Student engagement helps me do my job; it also bolsters my morale. After all, I became an educator because I wanted to propel education — and students remind me what that means.
Remain involved in research, even if only as mentor. The greatest struggle for many administrators at research universities is staying current with their own research. For the first 10 years of my career, my focus was on my studies. I could put in a full workweek just in databases and archives. I wrote some dozen academic books and published many journal articles. I was twice elected by my peers to the central research committee in my field.
Then I turned to administration, and while I still publish magazine and newspaper essays, my scholarly productivity has crashed. At first I felt guilty, until I realized that helping other people achieve their research goals was even more satisfying than striving for my own.

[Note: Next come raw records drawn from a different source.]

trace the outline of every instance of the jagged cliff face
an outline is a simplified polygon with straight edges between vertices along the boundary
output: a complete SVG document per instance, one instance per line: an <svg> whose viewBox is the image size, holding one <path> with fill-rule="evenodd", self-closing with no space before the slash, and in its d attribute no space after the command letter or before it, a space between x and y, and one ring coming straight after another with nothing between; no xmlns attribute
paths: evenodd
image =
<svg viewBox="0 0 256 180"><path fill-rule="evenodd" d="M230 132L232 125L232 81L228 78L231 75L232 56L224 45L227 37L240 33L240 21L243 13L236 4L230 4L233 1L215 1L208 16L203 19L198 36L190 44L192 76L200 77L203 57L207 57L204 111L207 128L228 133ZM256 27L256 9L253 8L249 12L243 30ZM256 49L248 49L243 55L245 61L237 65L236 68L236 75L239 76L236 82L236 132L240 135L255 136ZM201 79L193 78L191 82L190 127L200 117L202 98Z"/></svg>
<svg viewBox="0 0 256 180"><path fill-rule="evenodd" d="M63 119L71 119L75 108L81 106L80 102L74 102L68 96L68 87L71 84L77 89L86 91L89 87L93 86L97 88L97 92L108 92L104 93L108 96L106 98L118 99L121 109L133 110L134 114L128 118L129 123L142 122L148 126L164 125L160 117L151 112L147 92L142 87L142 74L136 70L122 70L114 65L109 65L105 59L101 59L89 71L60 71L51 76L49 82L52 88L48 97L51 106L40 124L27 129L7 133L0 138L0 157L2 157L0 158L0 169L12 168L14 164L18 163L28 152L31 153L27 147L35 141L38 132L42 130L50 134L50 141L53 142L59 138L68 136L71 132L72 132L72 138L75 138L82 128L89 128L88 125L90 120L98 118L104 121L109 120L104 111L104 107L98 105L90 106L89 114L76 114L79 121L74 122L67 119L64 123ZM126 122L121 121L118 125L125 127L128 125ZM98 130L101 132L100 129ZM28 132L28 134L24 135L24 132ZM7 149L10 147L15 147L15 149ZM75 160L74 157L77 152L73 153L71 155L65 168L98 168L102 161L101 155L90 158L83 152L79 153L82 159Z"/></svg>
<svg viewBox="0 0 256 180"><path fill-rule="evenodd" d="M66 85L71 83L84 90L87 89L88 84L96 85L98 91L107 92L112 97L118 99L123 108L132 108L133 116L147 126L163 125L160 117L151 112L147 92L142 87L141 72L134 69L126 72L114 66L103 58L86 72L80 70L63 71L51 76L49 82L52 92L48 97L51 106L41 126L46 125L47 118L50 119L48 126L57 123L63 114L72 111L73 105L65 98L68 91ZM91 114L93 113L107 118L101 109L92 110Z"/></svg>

I also found other outlets that were more in line with my diminished attention span but longer experience. In brief, I am a happy “last author.” If a doctoral student or assistant professor asks me, I enthusiastically collaborate. I explain up front that I can coach, guide, frame arguments, edit, choose the right journals, and write canny “revise and resubmit” letters. My days of long shifts in the archives are over, though. I feel stimulated by the shorter, shallower engagements but not overtaxed by the workload.
I decided, for my own selfish reasons, not to surrender some of the most satisfying elements of being a professor just because I am a dean. I don’t fool myself, however, that guest lecturing is the same as teaching a full class (with grading and office hours). Nor does a rewrite of an article in an academic journal equal the slog of completing a first draft. The point is not to pretend that I am still a full-time faculty member, but rather to not grow so distant from the faculty (and students) that I end up living on another planet.
Beyond the personal, I also see a problem for academe itself when administrators do nothing but administer. It is no secret that not a few academic leaders and faculty members hold “us vs. them” attitudes about each other. The cultural and caste divides on campuses concerning leadership, change, and governance are stark. Too many faculty members have no idea what administrators have to deal with — I did not, until I became one. And too many administrators have forgotten what the faculty perspective is. As much engagement with “the other” as you can muster is always beneficial, for ourselves and for higher education itself.
David D. Perlmutter is dean of the College of Media and Communication at Texas Tech University.